On the last day of 2014, a man named Bill Gerow wrote this comment on my only story in this blog to date, “Pima Jane Doe and the Flower Girl“:
My name is Bill Gerow and the picture of the girl is my sister Brenda, she is from NH and we have been looking for her since 1980, I was contacted by a Det Mark O Dell 2 weeks ago and informed about this recent development ,I had no idea that Brenda was found murdered in Arizona 34 years ago, we are deeply saddened by this recent news to say the least,I am going to post this on all social media that I can so that we can prosecute (Jack) and keep this animal behind bars till he is dead Jack left NH with my sister in 1980 and that was the last we saw of him or her it is with great sadness that we learned of her murder recently,if you need moreback ground on her or Jack please contact me…
Untold attempts at trolling me through the years and the general chicanery that can accompany blogging about crime made me reflexively skeptical of Bill’s comment, even though in hindsight I can see why I shouldn’t have been. I did email him, though, because there was a note of sorrow in his comment that seemed too profound to be totally insincere.
Bill’s first reply to me erased most of my skepticism. A portion of the email:
[Her] full name is Brenda Marie Gerow. Her Birthday is Feb, 18 1960 the last time I heard from her was July 20 1980, and yes Jack left NH as a wanted criminal, that is why he fled with my sister. She contacted me 3 months after she left my parents home with Jack, I have looked extensively looked for her since, I believe there was no missing person report filed at the time she left, she was 20 and of legal age at the time, I was 16 when she left He did go by the name Jack at that time (…)
I was unsure as to what to do. It felt like a major scoop. But it also seemed like there must be a reason police weren’t releasing such a solid lead. I assumed they were working to build a solid case against Kalhauser. And maybe I just wasn’t ready to dive into it, for whatever reason. So after another exchange with Bill, I left it alone. And I left this blog alone, even though it seemed like a pretty good idea.
It’s almost October, nearly 10 months after Bill Gerow left his comment. The story has been confirmed. From Boston’s NBC affiliate, WHDH:
Pima County Sheriff’s detectives now have her name, who she was with before her death, and where she lived.
“We’ve been able to identify Jane Doe as Brenda Gerow. She was born and raised in Nashua, New Hampshire,” says Pima County Detective Mark O’Dell. “She was about the age of 20 when she left Nashua with John Kalhauser.”
So—from a journalistic perspective, I had the story almost a year ago and I blew it. I sat on it, in part out of respect for Bill Gerow, whose subsequent emails to me made it clear he was in the throes of a deeply emotional struggle. In part out of a hesitance to dive even deeper because it felt like a vastly depressing labyrinth.
That’s the eternal challenge in these kinds of crime stories.
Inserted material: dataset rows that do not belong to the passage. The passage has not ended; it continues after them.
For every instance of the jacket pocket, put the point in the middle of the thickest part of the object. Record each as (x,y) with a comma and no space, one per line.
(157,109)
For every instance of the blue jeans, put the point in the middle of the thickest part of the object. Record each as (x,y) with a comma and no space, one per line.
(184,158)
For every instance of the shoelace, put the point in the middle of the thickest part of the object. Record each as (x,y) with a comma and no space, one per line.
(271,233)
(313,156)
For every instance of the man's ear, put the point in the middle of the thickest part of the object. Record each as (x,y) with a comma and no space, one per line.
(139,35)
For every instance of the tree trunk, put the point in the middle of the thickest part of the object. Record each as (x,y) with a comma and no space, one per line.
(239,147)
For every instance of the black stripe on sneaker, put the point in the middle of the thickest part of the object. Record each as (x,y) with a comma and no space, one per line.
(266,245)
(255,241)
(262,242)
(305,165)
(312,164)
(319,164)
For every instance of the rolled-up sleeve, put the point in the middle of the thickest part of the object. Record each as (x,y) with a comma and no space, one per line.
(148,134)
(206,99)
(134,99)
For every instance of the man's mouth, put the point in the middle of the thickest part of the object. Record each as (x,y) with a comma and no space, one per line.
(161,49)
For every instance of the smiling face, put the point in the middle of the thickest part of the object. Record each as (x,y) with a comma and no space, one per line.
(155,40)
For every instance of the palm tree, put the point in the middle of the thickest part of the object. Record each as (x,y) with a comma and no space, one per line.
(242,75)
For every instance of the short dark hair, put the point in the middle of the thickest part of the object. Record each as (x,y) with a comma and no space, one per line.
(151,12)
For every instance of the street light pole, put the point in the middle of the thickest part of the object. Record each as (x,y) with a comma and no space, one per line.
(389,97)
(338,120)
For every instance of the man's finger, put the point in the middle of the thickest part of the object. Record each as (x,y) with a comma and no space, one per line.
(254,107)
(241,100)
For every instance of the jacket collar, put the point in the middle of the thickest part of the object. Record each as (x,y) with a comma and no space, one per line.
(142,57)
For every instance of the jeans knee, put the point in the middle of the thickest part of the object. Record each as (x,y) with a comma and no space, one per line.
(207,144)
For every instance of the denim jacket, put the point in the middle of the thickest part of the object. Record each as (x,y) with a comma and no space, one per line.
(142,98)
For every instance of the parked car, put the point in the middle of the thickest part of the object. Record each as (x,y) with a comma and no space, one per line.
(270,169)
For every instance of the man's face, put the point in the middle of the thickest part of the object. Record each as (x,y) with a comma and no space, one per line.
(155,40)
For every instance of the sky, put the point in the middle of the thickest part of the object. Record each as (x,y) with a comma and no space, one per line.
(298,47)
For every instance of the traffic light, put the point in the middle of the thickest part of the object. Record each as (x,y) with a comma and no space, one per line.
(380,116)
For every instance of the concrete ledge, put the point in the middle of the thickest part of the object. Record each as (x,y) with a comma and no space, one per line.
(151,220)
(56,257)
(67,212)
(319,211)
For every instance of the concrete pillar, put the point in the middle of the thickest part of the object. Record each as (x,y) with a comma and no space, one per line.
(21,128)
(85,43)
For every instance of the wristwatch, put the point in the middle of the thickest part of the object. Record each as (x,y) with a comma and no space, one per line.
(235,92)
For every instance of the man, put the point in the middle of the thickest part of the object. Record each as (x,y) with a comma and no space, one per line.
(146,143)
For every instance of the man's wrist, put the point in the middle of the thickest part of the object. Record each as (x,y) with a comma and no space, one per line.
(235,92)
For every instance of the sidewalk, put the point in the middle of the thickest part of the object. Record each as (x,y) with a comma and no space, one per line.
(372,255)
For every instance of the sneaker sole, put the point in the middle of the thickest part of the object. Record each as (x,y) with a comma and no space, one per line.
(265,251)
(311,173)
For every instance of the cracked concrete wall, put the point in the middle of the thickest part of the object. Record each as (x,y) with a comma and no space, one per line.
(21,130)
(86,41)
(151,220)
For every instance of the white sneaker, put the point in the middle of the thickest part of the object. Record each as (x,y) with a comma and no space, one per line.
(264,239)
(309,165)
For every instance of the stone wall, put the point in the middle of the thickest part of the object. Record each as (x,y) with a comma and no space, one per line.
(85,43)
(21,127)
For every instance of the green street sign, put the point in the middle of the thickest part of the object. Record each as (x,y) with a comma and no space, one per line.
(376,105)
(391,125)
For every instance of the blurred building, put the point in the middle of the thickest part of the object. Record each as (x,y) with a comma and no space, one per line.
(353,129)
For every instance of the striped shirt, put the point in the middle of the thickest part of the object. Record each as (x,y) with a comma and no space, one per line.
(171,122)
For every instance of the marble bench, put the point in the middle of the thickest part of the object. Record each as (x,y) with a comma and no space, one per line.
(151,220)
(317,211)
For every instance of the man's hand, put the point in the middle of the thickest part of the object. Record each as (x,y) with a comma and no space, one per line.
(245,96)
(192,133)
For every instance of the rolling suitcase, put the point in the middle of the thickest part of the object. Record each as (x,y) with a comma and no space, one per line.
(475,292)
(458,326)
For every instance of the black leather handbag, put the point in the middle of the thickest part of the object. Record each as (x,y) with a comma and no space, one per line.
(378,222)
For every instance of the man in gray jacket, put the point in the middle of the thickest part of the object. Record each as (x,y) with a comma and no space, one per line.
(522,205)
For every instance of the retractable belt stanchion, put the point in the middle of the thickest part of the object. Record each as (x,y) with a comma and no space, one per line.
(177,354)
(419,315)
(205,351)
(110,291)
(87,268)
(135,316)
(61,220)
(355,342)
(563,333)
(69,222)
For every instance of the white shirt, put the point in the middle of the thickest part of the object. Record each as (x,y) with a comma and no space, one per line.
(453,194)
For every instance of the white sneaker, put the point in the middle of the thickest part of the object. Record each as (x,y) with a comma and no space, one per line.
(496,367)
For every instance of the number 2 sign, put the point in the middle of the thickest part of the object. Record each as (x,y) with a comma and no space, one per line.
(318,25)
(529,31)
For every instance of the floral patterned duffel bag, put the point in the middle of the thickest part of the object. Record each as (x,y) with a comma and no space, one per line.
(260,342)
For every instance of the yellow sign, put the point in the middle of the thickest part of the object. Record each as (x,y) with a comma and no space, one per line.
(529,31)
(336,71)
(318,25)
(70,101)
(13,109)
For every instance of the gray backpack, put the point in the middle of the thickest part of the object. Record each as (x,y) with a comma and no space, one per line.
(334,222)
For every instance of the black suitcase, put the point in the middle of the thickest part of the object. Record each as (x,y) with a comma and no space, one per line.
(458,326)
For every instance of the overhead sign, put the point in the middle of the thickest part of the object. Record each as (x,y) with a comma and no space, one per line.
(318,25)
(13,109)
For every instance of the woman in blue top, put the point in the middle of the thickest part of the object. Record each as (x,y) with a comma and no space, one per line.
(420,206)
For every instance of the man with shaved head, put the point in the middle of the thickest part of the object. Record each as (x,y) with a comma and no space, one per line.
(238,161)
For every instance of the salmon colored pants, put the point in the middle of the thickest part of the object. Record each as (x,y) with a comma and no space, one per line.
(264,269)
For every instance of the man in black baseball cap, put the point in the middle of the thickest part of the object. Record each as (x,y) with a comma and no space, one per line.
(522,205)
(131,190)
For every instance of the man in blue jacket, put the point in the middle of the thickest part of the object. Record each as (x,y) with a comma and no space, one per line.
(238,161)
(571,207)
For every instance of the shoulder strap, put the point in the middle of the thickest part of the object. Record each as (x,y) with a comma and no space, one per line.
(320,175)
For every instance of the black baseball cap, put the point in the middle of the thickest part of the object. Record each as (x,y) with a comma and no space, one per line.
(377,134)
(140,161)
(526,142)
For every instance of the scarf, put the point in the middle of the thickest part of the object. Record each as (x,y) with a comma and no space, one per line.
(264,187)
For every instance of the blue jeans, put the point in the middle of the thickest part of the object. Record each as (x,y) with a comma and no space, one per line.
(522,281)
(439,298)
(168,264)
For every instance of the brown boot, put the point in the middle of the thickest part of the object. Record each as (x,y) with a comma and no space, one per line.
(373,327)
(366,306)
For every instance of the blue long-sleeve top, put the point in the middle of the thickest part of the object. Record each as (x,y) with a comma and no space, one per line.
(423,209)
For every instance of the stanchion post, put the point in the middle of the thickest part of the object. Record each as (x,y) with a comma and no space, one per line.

They have, as they’ve lingered over the years, developed layers of sorrow that are hard to fathom from the comfort of your living room, typing in a blog edit box.
And I think about, too, the possibilities with a psychopath like Kalhauser. He said something to one of his exes that upon re-reading tonight I found doubly chilling, given his history of dead, anonymous or completely hidden victims:”‘While I was in high school,’ (Janet) Renk said, ‘he told me he was going to take me to some woods in New Hampshire and tie me to a tree and leave me there to starve.'”
“[Woods] in New Hampshire” made me think of the still-unsolved mystery of the Allenstown girls. An adult woman and 3 girls, all unknown, found wrapped in plastic inside barrels near a trailer park. It seemed like a lot of work, even for Kalhauser—but who knows, at this point?
That’s the kind of rabbit hole I’ve been down before when covering crime. It can challenge sanity. I wasn’t sure I was ready a year ago. Maybe no one is ever ready.
At least it’s official. At least Brenda Gerow has her name back. At least her brother can bring her bones home, finally, to this green country, so far from the desert where she was found.